The Norwegian Church Makes Formal Apology to LGBTQ+ Community for ‘Pain, Shame and Significant Harm’
Amid deep red curtains at a leading Oslo LGBTQ+ venue, Norway's national church offered an apology for harm and unequal treatment perpetrated over the years.
“Norway's church has brought the LGBTQ+ community harm, suffering and humiliation,” bishop Olav Fykse Tveit, Olav Fykse Tveit, announced on Thursday. “It was wrong for this to take place and that is why today I say sorry.”
The “discrimination, unequal treatment and harassment” led to a loss of faith for some, the bishop admitted. A church service at Oslo's main cathedral was scheduled to follow his apology.
This formal apology occurred at a venue called London Pub, one of two bars involved in the 2022 violent incident that resulted in two deaths and injured nine people severely at Oslo's Pride event. A Norwegian of Iranian origin, who had pledged allegiance to Islamic State, was sentenced to no less than 30 years in prison for the murders.
In common with various worldwide religions, Norway's church – an evangelical Lutheran church that is Norway’s largest faith community – for years sidelined LGBTQ+ people, preventing them to become pastors or to marry in church. In the 1950s, the church’s bishops referred to homosexual individuals as “a worldwide social threat”.
Yet, with Norwegian society turning more progressive, emerging as the world's second to legalize same-sex partnerships in 1993 and by 2009 the initial Nordic nation to allow same-sex marriage, the religious institution eventually adapted.

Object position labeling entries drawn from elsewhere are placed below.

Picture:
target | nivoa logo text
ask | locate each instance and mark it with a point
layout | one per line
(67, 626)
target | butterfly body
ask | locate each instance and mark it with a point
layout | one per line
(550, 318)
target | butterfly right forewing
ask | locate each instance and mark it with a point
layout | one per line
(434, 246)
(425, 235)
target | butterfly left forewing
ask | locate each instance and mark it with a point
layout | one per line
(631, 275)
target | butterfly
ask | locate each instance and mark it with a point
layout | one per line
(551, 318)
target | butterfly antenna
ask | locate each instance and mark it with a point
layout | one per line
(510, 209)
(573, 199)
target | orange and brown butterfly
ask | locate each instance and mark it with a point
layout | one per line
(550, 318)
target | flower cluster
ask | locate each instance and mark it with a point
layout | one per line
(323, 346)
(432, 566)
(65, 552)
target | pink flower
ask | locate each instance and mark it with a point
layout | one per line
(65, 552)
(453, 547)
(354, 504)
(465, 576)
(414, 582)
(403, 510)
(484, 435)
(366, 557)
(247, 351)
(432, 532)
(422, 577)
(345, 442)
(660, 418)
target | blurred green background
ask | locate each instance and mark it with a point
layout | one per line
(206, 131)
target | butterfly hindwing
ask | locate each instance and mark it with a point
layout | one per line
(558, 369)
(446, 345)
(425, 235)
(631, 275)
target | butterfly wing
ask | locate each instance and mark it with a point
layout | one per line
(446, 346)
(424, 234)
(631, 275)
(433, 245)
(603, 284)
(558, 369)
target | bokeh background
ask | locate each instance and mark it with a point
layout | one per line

During 2007, the Norwegian Lutheran Church started appointing homosexual ministers, and LGBTQ+ partners have been able to marry in church starting in 2017. In 2023, Tveit joined in the Oslo Pride event in what was described as an unprecedented step for the church.

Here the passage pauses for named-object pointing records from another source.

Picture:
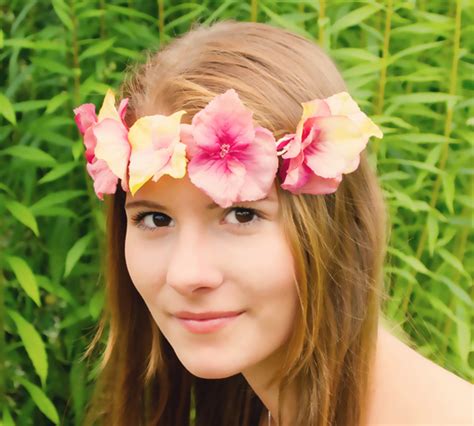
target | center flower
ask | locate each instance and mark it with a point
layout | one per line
(225, 148)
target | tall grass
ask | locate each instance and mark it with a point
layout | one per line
(408, 64)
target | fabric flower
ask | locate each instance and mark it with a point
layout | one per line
(107, 147)
(230, 159)
(156, 149)
(327, 144)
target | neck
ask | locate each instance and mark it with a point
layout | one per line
(258, 378)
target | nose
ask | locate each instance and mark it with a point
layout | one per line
(193, 264)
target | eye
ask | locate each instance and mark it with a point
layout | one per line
(151, 220)
(242, 216)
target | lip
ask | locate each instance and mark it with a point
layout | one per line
(206, 315)
(213, 321)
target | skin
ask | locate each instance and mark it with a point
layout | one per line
(199, 257)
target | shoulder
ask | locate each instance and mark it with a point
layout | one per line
(409, 389)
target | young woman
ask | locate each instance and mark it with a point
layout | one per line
(246, 235)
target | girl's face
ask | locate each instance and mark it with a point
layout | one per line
(187, 254)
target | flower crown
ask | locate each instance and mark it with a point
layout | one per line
(225, 154)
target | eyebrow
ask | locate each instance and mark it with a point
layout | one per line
(153, 205)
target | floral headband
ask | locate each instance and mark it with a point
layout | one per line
(225, 154)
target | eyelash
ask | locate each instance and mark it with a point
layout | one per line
(137, 219)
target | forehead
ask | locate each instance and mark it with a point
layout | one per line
(179, 191)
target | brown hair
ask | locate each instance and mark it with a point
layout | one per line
(338, 242)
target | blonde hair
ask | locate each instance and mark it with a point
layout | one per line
(338, 243)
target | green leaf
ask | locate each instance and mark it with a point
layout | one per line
(75, 253)
(453, 261)
(41, 400)
(53, 66)
(7, 417)
(130, 12)
(57, 211)
(25, 277)
(6, 109)
(55, 198)
(56, 102)
(410, 261)
(33, 344)
(97, 48)
(463, 335)
(63, 13)
(32, 105)
(355, 54)
(422, 28)
(354, 17)
(449, 190)
(23, 214)
(58, 172)
(31, 154)
(433, 232)
(423, 97)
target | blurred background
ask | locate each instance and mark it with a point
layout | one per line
(409, 65)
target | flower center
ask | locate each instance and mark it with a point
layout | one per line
(225, 148)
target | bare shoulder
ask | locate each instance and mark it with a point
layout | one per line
(409, 389)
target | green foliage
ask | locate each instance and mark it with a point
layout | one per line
(409, 64)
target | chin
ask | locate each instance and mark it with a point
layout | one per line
(208, 370)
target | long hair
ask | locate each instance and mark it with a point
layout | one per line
(338, 244)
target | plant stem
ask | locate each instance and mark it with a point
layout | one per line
(102, 19)
(459, 253)
(383, 69)
(2, 339)
(445, 150)
(322, 15)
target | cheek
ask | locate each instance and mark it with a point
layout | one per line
(146, 273)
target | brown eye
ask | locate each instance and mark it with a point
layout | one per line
(151, 220)
(157, 219)
(242, 216)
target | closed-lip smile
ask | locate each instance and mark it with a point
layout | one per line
(202, 316)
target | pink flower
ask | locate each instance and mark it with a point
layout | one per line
(328, 141)
(230, 159)
(107, 147)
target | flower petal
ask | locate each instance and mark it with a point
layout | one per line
(105, 181)
(112, 146)
(335, 147)
(302, 180)
(224, 120)
(220, 179)
(156, 149)
(343, 104)
(108, 109)
(261, 164)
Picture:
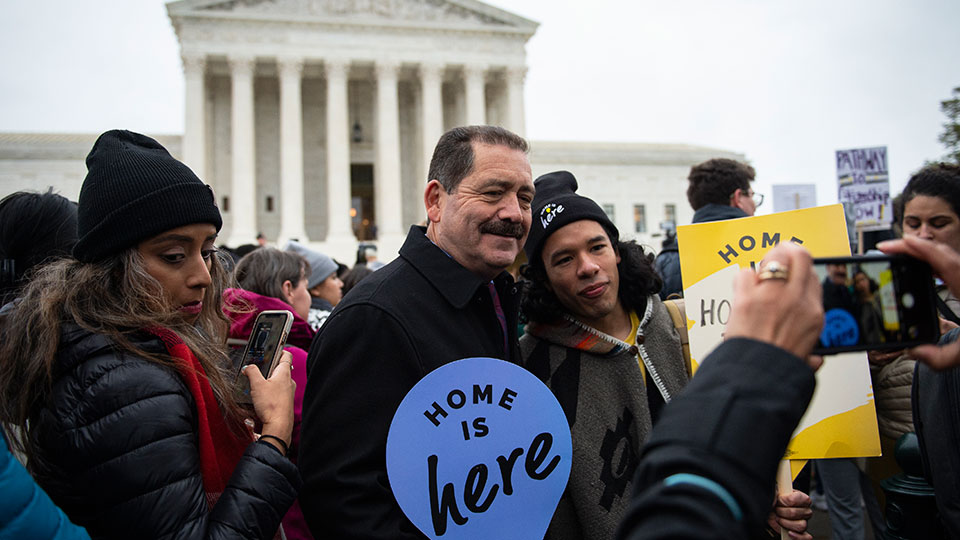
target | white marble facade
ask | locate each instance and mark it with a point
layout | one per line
(286, 98)
(292, 106)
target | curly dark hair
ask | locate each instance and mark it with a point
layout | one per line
(941, 180)
(638, 280)
(715, 180)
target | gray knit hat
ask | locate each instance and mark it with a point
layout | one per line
(134, 190)
(321, 266)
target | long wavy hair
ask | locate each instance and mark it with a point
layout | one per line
(115, 297)
(638, 280)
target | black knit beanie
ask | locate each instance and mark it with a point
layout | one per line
(556, 204)
(134, 190)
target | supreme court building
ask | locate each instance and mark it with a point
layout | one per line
(316, 119)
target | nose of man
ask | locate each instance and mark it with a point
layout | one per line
(587, 267)
(199, 276)
(511, 210)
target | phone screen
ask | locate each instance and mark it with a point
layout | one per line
(266, 340)
(875, 302)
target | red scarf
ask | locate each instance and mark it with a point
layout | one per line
(220, 447)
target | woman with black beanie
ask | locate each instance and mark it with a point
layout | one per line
(114, 371)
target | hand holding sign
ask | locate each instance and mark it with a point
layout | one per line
(479, 448)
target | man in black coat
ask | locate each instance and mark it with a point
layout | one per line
(719, 189)
(446, 297)
(708, 469)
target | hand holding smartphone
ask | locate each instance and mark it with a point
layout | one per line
(264, 347)
(876, 302)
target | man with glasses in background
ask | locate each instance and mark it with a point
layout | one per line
(719, 189)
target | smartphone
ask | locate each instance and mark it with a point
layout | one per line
(264, 347)
(876, 302)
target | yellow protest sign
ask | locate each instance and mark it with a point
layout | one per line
(841, 419)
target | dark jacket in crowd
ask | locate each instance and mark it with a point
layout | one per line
(120, 434)
(936, 418)
(708, 470)
(668, 261)
(598, 382)
(419, 312)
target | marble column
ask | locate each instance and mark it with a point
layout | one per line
(340, 237)
(474, 82)
(195, 128)
(431, 108)
(292, 225)
(515, 112)
(387, 190)
(243, 193)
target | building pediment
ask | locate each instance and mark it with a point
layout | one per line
(458, 13)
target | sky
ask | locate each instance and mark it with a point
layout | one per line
(786, 83)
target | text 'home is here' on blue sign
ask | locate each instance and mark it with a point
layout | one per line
(479, 448)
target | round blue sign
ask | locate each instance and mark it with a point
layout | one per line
(479, 448)
(839, 329)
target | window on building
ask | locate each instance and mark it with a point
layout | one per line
(608, 210)
(639, 218)
(670, 213)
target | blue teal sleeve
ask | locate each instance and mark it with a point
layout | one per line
(26, 511)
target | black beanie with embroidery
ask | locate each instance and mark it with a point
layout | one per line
(134, 190)
(557, 204)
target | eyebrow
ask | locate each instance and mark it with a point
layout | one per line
(504, 184)
(173, 237)
(566, 250)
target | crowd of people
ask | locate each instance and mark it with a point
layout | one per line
(118, 396)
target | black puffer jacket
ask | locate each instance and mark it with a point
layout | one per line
(120, 435)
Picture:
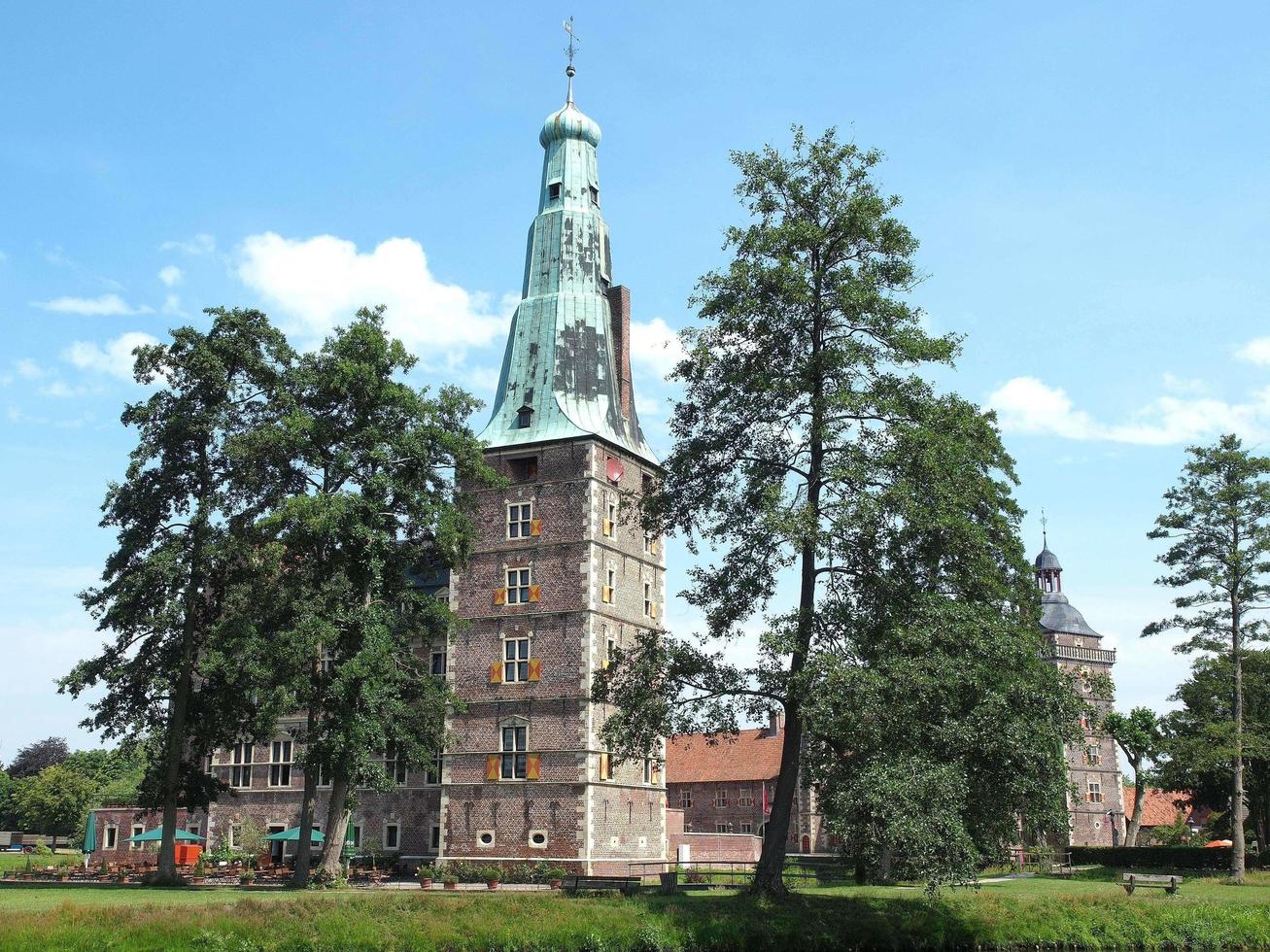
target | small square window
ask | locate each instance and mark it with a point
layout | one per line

Thursday’s apology elicited differing opinions. The director of a group representing Norwegian Christian lesbians, Hanne Marie Pedersen-Eriksen, a lesbian minister herself, called it “an important reparation” and a point in time that “represented the closure of a difficult period within the church's past”.
As stated by Stephen Adom, the leader of the Norwegian Association for Gender and Sexual Diversity, the statement was “strong and important” but arrived “not in time for those who lost their lives to AIDS … carrying heavy hearts as the church regarded the epidemic as divine punishment”.

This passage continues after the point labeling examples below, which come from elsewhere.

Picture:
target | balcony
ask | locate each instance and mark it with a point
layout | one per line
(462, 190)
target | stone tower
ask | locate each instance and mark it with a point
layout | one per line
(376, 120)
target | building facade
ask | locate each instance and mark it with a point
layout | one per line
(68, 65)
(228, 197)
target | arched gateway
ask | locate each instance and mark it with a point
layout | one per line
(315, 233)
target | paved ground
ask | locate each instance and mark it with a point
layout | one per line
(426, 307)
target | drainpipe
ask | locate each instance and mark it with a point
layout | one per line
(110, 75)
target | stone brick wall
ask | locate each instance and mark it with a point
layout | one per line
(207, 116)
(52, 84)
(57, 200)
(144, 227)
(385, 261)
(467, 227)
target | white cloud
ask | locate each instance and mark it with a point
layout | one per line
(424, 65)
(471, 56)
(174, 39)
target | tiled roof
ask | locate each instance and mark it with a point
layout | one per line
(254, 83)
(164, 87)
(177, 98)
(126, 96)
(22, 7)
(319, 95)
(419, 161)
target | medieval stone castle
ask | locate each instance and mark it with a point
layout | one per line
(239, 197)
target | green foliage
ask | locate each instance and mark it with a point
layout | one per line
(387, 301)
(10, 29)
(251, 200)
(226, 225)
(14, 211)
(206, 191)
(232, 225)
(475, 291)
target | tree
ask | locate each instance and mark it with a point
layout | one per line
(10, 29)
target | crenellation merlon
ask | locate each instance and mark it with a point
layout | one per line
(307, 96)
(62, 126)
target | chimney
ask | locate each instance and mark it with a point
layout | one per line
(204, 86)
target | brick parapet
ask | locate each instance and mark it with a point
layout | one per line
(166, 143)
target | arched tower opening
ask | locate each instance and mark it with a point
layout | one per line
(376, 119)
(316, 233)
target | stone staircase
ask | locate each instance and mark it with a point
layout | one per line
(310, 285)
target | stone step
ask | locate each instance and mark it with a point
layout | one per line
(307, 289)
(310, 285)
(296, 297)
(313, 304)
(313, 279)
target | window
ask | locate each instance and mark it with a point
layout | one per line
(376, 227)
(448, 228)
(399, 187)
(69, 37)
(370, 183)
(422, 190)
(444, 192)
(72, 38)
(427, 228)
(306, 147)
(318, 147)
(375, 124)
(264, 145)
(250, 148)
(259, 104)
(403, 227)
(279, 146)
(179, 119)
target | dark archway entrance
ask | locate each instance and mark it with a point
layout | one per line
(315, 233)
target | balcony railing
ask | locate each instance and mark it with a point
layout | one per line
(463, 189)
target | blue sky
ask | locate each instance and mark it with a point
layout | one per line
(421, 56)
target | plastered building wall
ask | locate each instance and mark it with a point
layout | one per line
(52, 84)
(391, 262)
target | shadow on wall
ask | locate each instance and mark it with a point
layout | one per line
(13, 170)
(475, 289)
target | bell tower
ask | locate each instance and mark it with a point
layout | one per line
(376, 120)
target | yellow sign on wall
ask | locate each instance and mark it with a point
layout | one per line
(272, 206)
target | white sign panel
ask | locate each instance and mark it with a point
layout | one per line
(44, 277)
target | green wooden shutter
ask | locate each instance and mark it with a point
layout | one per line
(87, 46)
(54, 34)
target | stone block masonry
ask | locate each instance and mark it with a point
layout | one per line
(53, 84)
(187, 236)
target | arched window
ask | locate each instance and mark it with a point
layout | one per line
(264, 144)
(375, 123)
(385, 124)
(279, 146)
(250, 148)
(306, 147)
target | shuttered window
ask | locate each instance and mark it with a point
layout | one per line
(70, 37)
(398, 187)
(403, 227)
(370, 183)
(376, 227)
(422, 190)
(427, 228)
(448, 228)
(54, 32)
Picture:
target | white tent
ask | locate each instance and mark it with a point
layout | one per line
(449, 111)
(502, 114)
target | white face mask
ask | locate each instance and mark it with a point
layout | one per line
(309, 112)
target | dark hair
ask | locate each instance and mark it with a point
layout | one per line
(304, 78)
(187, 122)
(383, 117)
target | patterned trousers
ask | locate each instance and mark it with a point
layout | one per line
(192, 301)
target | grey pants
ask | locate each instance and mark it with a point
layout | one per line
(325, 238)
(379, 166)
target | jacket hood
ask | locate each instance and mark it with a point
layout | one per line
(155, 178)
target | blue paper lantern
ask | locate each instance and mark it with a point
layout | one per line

Globally, a handful of religious institutions have tried to make amends for their actions towards LGBTQ+ people. In 2023, England's church apologised for what it referred to as “shameful” actions, although it persists in refusing to allow same-sex marriages in religious settings.
In a similar vein, the Methodist Church in Ireland the previous year issued an apology for “shortcomings in pastoral care and support” toward LGBTQ+ individuals and family members, but remained staunch in its conviction that matrimony must only constitute a bond between male and female.
Several months ago, Canada's United Church delivered a statement of regret toward Two-Spirit and LGBTQIA+ individuals, labeling it a renewed commitment of its “pledge to complete acceptance and open hospitality” in every part of the church's activities.
“We have not succeeded to honor and appreciate the beauty of all creation,” Rev Michael Blair, the top administrative leader of the church, stated. “We have wounded people in place of fostering completeness. We apologize.”